La garantie prévue à l'article 1642-1 du code civil est exclusive de l'application de la responsabilité contractuelle de droit commun (3ème Civ., 13 février 2025, pourvoi n° 23-15.846).
Le vendeur d'immeuble à construire n'est pas tenu de la garantie de parfait achèvement, prévue à l'article 1792-6 du code civil, due par l'entrepreneur (3ème Civ., 30 mars 1994, pourvoi n° 92-17.225, Bulletin 1994 III N° 69).
Le vendeur en l'état futur d'achèvement est, comme les constructeurs, tenu, à l'égard des propriétaires successifs de l'immeuble, d'une responsabilité pour faute prouvée en ce qui concerne les désordres intermédiaires (3ème Civ., 4 juin 2009, pourvoi n° 08-13.239, Bull. 2009, III, n° 130).
En l'espèce, après avoir pris livraison avec réserves de leur bien immobilier le 12 octobre 2021, les époux [X] ont sollicité dans leur assignation du 2 décembre 2021, une indemnisation pour retard de livraison, pour les intérêts intercalaires d'avril 2020 à juin 2021 et pour le stockage de la cuisine.
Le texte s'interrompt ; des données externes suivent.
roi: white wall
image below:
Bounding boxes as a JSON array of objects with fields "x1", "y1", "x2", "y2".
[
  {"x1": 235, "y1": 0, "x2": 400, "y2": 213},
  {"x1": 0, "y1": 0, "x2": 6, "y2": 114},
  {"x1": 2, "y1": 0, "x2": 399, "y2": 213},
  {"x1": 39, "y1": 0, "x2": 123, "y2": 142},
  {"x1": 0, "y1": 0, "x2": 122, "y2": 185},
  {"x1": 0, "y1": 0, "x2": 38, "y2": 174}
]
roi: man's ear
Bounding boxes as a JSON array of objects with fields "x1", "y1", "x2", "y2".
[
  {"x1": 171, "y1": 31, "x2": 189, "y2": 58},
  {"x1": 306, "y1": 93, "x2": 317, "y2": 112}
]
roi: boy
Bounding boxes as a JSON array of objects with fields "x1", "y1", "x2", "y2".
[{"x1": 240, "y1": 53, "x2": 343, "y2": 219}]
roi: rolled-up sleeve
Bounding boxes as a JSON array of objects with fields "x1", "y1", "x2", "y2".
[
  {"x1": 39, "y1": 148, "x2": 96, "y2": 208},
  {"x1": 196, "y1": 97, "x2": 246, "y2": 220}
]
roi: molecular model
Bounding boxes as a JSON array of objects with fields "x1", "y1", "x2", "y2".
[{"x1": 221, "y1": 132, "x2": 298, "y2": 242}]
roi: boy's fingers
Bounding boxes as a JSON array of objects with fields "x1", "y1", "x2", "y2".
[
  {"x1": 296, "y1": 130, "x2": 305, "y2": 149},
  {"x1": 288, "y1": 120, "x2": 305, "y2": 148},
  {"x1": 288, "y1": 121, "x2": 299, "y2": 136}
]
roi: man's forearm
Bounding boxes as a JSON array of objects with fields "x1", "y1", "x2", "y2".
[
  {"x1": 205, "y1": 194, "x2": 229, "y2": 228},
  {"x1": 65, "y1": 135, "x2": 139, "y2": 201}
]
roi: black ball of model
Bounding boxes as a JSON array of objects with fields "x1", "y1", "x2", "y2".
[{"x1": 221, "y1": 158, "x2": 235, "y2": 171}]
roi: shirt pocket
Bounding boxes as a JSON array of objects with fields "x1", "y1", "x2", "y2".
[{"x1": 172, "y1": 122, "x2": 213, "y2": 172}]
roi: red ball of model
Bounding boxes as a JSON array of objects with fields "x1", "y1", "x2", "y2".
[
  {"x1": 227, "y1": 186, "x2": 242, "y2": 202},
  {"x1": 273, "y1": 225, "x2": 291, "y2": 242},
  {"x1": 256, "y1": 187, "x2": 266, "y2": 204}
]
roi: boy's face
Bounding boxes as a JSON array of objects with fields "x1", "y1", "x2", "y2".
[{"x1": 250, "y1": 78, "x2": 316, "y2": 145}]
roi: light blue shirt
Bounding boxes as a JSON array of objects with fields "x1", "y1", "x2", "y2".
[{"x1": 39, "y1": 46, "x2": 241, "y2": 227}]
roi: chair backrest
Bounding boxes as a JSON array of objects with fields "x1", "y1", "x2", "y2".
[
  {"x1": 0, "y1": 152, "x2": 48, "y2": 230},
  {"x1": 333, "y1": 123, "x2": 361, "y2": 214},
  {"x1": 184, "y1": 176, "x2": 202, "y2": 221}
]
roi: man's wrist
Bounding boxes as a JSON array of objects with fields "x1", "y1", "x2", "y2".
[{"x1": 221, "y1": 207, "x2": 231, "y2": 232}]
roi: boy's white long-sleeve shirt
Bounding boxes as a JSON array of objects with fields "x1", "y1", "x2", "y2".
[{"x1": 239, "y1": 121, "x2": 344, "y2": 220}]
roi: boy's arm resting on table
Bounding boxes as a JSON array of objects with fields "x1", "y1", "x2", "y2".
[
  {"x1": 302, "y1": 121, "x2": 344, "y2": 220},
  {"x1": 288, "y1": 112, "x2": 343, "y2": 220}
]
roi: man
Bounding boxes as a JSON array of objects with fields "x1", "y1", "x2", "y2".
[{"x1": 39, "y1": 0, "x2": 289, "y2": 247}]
Ils ont également réclamé la condamnation des sociétés Cala et Seixo Promotion à remédier sous astreinte aux malfaçons listées dans le procès-verbal de constat d'huissier du 12 octobre 2021 et dans la liste des réserves émises au moment de la livraison le 12 octobre 2021.
L'annexe du procès-verbal de livraison n'est pas produite, ce qui ne permet pas de prendre connaissance de la nature des réserves.
Le procès-verbal de constat produit du 12 octobre 2021 mentionne expressément que l'huissier de justice est intervenu au jour de la livraison pour constater les éventuelles réserves.
Les époux [X] ont donc entendu dans leur assignation viser les réserves apparentes à la livraison.
En conséquence, les sociétés Cala et Seixo promotion étaient fondées à revendiquer les dispositions spécifiques relatives à la vente en l'état futur d'achèvement s'agissant de la demande des acquéreurs concernant des réserves par nature apparentes.
Les acquéreurs ne justifient pas qu'il s'agit de désordres intermédiaires d'autant que l'examen du procès-verbal de constat d'huissier communiqué en appel confirme le caractère apparent des vices et non conformités allégués par les époux [X].
- S'agissant du délai
Selon l'article 1648 alinéa 2 du code civil, dans le cas prévu par l'article 1642-1, l'action doit être introduite, à peine de forclusion, dans l'année qui suit la date à laquelle le vendeur peut être déchargé des vices ou des défauts de conformité apparents.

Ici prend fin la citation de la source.